Die geretteten Akten wurden zunächst in einer Fabrik in Rehme, dann bei Thielker neben dem Amtshaus in Werste und später im Schloss Ovelgönne untergebracht.

 

Jugendarrestanstalt
Am 08.01.1946 fand das Amtsgericht dann in der Mindener Straße 10 – der früheren Villa des Fabrikanten Krutmeyer, damals im Besitz von Ernst Rauch / Heisterholz – eine Unterkunft und begann zu arbeiten.
Im Dezember 1954 gaben die Briten das Gebäude des Amtsgerichts frei. Nach seiner Erneuerung konnte am 01.04.1955 die Arbeit dort wieder aufgenommen werden.
Die Jugendarrestanstalt wurde bis Anfang 1958 vom britischen Militär als Standortgefängnis in Anspruch genommen, in dem Untersuchungshäftlinge (Soldaten) und Soldaten mit Haftstrafen unter 28 Tagen untergebracht wurden. Am 16.02.1959 wurde das Haus als Jugendarrestanstalt mit einer Kapazität von 42 Einzelbetten wiedereröffnet. Auf Grund dieser Kapazität erhielt die Jugendarrestanstalt als Einweisungsbezirke die Landgerichtsbezirke Bielefeld, Detmold, Dortmund, Paderborn und später zusätzlich den größten Teil des Landgerichtsbezirks Münster. Sie war in den ersten Jahren stets voll belegt und hatte Wartezeiten von mehr als 3 Monaten. Später wurde sie entlastet. Der Einweisungsbereich der Jugendarrestanstalt umfasste bis zu ihrer Schließung im Jahre 1992 eine Einwohnerzahl von 3,2 Millionen.

 

Innenhof
Mit Ablauf des 31.12.1973 wurde durch das sogenannte Bielefeld-Gesetz das Amtsgericht Vlotho aufgehoben und sein Bezirk dem Amtsgericht Bad Oeynhausen zugeschlagen. In Vlotho wurde eine Zweigstelle des Amtsgerichts Bad Oeynhausen errichtet. Nach der Erstellung des Erweiterungsbaues des Amtsgerichts in den Jahren 1973 bis 1975, bezogen im Februar 1975,  wurde diese Nebenstelle zum 30.06.1975 aufgelöst.

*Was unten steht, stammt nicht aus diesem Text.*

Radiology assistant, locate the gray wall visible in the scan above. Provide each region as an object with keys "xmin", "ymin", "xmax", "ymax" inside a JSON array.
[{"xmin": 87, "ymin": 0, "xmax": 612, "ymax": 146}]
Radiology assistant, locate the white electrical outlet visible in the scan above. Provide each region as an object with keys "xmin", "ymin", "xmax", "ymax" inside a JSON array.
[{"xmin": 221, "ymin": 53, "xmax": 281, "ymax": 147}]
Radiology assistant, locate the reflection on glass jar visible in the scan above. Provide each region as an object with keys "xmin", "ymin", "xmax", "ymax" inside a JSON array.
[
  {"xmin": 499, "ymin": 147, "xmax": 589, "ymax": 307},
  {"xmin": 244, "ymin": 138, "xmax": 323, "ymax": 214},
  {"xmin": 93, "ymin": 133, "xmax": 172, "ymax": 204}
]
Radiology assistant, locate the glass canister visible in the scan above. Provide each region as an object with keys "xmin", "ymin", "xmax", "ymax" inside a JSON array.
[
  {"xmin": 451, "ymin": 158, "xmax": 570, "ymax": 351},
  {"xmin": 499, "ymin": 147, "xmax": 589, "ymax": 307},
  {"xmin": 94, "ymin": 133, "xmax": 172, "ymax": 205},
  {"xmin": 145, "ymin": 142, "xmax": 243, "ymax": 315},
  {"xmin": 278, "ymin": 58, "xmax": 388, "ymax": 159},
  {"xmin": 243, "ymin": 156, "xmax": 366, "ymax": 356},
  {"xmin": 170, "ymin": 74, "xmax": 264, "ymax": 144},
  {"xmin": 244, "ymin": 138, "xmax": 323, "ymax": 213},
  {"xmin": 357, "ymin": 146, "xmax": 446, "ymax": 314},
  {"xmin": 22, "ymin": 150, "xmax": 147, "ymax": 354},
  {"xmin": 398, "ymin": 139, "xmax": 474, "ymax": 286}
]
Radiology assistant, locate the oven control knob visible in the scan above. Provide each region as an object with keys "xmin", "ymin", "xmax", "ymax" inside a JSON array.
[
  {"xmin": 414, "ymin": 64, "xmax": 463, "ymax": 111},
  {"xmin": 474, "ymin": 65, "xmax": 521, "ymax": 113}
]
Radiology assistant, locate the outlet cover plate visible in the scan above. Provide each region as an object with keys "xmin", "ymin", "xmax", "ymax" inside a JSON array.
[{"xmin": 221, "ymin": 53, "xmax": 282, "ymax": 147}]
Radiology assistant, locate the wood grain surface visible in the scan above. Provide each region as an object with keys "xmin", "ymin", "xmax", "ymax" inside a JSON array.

In den Jahren 1975 bis 1978 wurde der Altbau des unter Denkmalschutz stehenden Gerichtsgebäudes umfassend renoviert.

 

Mit der Umstellung der Registerführung des Handels-, Genossenschafts- und Vereinsregisters auf EDV erfolgte bezüglich des Handels- und Genossenschaftsregisters eine Neuregelung der Zuständigkeiten. Zwischen dem 22.01.2004 und 10.09.2004 wurden diese Aufgaben der Amtsgerichte Minden, Herford, Lübbecke, Bünde und Rahden dem Amtsgericht Bad Oeynhausen übertragen. Mit einem Bestand von derzeit cirka 4.600 Firmen in HRA und circa 7.800 in HRB gehört das Amtsgericht Bad Oeynhausen zu den größten Registergerichten im Bezirk des Oberlandesgerichts Hamm.

Zwischen dem 19.06.2009 und dem 15.10.2009 erfolgte sodann im Rahmen der Neuregelung der Zuständigkeiten die Konzentration der Vereinsregistersachen der Amtsgerichte Bünde, Herford, Lübbecke, Minden und Rahden beim Amtsgericht Bad Oeynhausen. Das Amtsgericht Bad Oeynhausen ist nunmehr im Rahmen der elektronischen Datenverarbeitung für circa 3.200 Vereine zuständig.